天月神命
天月神命(あめのつきのみたまのみこと)は、『先代旧事本紀』などに現れる神。月読命とは異なる系統の、壱岐の信仰に由来する月神とされる[1][私注 1]。
概要[編集]
『日本書紀』巻十五の顕宗天皇紀では、遣任那使の阿閉事代に「月神」が憑依し、「我が祖先の高皇産霊命は鎔けあっていた天地を創造した功績がある。民地を私に奉れ。私が請うままに献上するならば、福慶があるだろう」と宣託をし、阿閉事代は京に帰って天皇に詳しく申し上げると、山城国葛野郡の歌荒樔田(うたあらすだ)が月神のために与えられ、壱岐県主の祖の押見宿禰が祭祀を行ったという。「歌荒樔田」は現在、京都市西京区松尾大社の境外摂社の月読神社と考えられる[1]
これが山背国の月詠神社の由来であり、宣託された壱岐には月詠神社が存在し、山背国の月読神社の元宮と言われている。が、これは現在では橘三喜の誤りで、宣託された本来の式内社月読神社は男岳にあった月読神社とされる。今は遷座され箱崎八幡神社に鎮座している。[2]

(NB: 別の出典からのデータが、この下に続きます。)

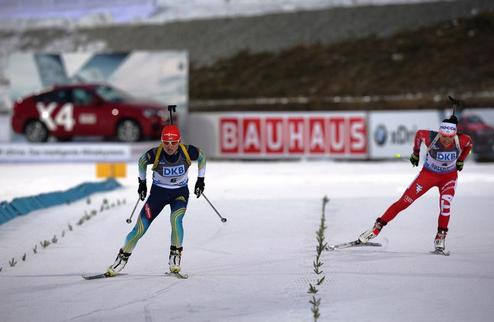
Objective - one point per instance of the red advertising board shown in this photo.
(293, 135)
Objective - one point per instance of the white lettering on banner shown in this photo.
(337, 135)
(64, 117)
(274, 135)
(357, 135)
(294, 135)
(252, 136)
(229, 135)
(64, 153)
(317, 142)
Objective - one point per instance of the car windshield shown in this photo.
(474, 119)
(113, 95)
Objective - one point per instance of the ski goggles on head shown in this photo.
(172, 143)
(447, 129)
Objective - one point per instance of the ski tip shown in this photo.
(441, 252)
(177, 275)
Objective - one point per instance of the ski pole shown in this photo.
(129, 220)
(223, 219)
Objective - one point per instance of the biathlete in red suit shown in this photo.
(446, 152)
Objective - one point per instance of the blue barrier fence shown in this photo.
(24, 205)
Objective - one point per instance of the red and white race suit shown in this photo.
(439, 170)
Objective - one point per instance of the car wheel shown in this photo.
(36, 131)
(128, 131)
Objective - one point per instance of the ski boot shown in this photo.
(440, 240)
(372, 232)
(174, 258)
(119, 264)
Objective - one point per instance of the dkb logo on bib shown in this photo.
(174, 171)
(446, 156)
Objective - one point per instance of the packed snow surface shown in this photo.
(258, 265)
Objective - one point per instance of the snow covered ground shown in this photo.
(258, 265)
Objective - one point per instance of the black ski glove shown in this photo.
(459, 165)
(414, 160)
(199, 188)
(143, 189)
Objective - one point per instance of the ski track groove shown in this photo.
(130, 302)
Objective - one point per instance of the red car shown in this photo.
(87, 110)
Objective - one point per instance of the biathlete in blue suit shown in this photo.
(170, 163)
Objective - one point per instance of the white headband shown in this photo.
(447, 129)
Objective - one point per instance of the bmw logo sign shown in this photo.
(380, 135)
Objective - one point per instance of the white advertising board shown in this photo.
(392, 132)
(65, 153)
(280, 135)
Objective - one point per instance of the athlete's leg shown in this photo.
(178, 208)
(446, 194)
(422, 183)
(153, 206)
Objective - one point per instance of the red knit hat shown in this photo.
(170, 133)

この話に登場する「月神」は天月神命であると考えられている。
『先代旧事本紀』「天神本紀」によれば、高御魂命の子で、饒速日命に従って天降った32人のうちの1人とされ、壱岐県主の祖であるとされる[3]。
天月神命を祀る神社[編集]
- 月読神社(京都府京都市西京区松室山添町15)
- 月読神社(長崎県壱岐市芦辺町国分東触464) - 式内社の論社ではあるが、延宝年間に橘三喜が当社を「『延喜式神名帳』に記された月読神社である」と比定する以前に本当に月神が祀られていたかは不明であり、むしろ月神を祀る社ではなかったとする見方の方が有力である[4]。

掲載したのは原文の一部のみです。